Eric-Emmanuel Schmitt é um dos autores mais lidos e encenados internacionalmente da última década, e uma de suas peças, “Pequenos Crimes Conjugais”, ganha sua primeira encenação no Brasil. Nem o próprio autor consegue dizer exatamente qual é o gênero do texto, e isto vai muito da percepção de cada um. Eu diria que é uma mistura de drama, romance e suspense, o que torna o título “Pequenos Crimes Conjugais” fantástico e incrivelmente apropriado.
Lisa e Gilberto são, aparentemente, um casal feliz, bonito e sem problemas. De repente, um acidente causa amnésia em Gilberto, e, a partir daí, Lisa passa a querer moldá-lo da forma que gostaria. Quando o rapaz volta para casa, um clima de total desconfiança começa a rondar a dupla nessa tentativa de recriar a vida a dois. O texto é brilhante, agudo e contundente, com diálogos ferinos e outras vezes doces. Os protagonistas ora se mostram como inimigos, ora como casal, e, a partir daí, várias reviravoltas acontecem, mesclando-se a união de fatos do passado, que se revelam em perspectivas para o futuro, e divagações sobre fidelidade e individualidade. A trama é perspicaz e envolvente momento a momento, muitas vezes nos tornando cúmplices dessa impecável tradução de Paulo Autran e eficaz direção de Márcio Aurélio, as quais contribuem para o bom resultado do espetáculo.

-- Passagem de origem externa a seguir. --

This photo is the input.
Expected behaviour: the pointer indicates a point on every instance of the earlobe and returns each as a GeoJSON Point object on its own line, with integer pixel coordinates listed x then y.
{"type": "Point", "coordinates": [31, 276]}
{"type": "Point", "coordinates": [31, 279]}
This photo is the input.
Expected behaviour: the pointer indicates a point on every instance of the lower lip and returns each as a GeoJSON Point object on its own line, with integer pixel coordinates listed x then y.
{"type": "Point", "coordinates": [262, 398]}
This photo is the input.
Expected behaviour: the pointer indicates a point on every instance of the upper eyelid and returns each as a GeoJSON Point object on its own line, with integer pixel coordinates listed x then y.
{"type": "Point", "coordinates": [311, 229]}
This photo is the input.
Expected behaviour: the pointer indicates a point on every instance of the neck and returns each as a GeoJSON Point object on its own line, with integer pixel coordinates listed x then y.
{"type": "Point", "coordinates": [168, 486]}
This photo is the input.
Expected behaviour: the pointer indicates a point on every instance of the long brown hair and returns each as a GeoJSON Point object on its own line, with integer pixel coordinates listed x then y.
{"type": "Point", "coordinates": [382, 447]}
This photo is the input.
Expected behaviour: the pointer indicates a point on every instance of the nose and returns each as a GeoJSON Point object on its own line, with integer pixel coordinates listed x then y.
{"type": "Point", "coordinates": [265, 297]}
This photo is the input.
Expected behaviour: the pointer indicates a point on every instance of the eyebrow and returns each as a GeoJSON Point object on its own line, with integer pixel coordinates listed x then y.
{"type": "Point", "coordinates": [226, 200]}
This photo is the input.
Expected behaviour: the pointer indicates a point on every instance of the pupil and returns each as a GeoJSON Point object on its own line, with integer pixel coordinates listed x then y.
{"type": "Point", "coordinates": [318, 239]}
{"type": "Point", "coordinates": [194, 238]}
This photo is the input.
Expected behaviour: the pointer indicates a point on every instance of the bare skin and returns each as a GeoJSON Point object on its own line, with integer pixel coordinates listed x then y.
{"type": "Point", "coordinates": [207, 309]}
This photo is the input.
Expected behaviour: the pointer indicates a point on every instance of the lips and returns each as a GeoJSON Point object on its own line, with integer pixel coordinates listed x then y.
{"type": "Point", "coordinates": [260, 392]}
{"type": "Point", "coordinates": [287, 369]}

O cenário de Isay Weinfeld é um luxo só, aqui indescritível, e, aliado à iluminação, cria um clima frio e de mistério apropriados para o desenrolar da trama. Os figurinos são da grife Armani, e, por fim, a trilha sonora vem arrematar esse belo conjunto técnico.
Já quanto ao elenco, a montagem era inicialmente prevista para ser feita com Marília Gabriela e Edson Celulari, mas, por diversas circunstâncias, foi parar nas mãos de Maria Fernanda Cândido e Petrônio Gontijo. Petrônio é pura doação, sentimento que surte efeito na impecável composição do ator, que sai de um morno desempenho na comédia “Acorda Brasil” para brilhar em “Pequenos Crimes...”. Ele faz um Gilberto frio, calculista, doce e amoroso, e essas diversas nuances são dominadas com maestria pelo intérprete. No entanto, tudo não resulta em melhor resultado porque o ator acaba sendo barrado na troca com sua colega de cena. Não que a bela Maria Fernanda Cândido esteja mal... longe disso. A atriz é esforçada, mas crua demais, e não tem “cancha” para brilhar em texto de tamanha complexidade. Ela não se sai muito bem nas trocas de nuances e, principalmente, não convence nos momentos de desespero. Em compensação, quando exigida nos quesitos sensualidade e doçura, o resultado é um pouco melhor. Acredito até que, daqui a algum tempo, ela seja a atriz ideal para esse papel. Mesmo assim, não dá para negar que existe nítido esmero por parte da intérprete, embora fique imaginando que essa personagem, nas mãos de uma grande atriz, seria um prato cheio e um jogo perfeito entre as duas partes.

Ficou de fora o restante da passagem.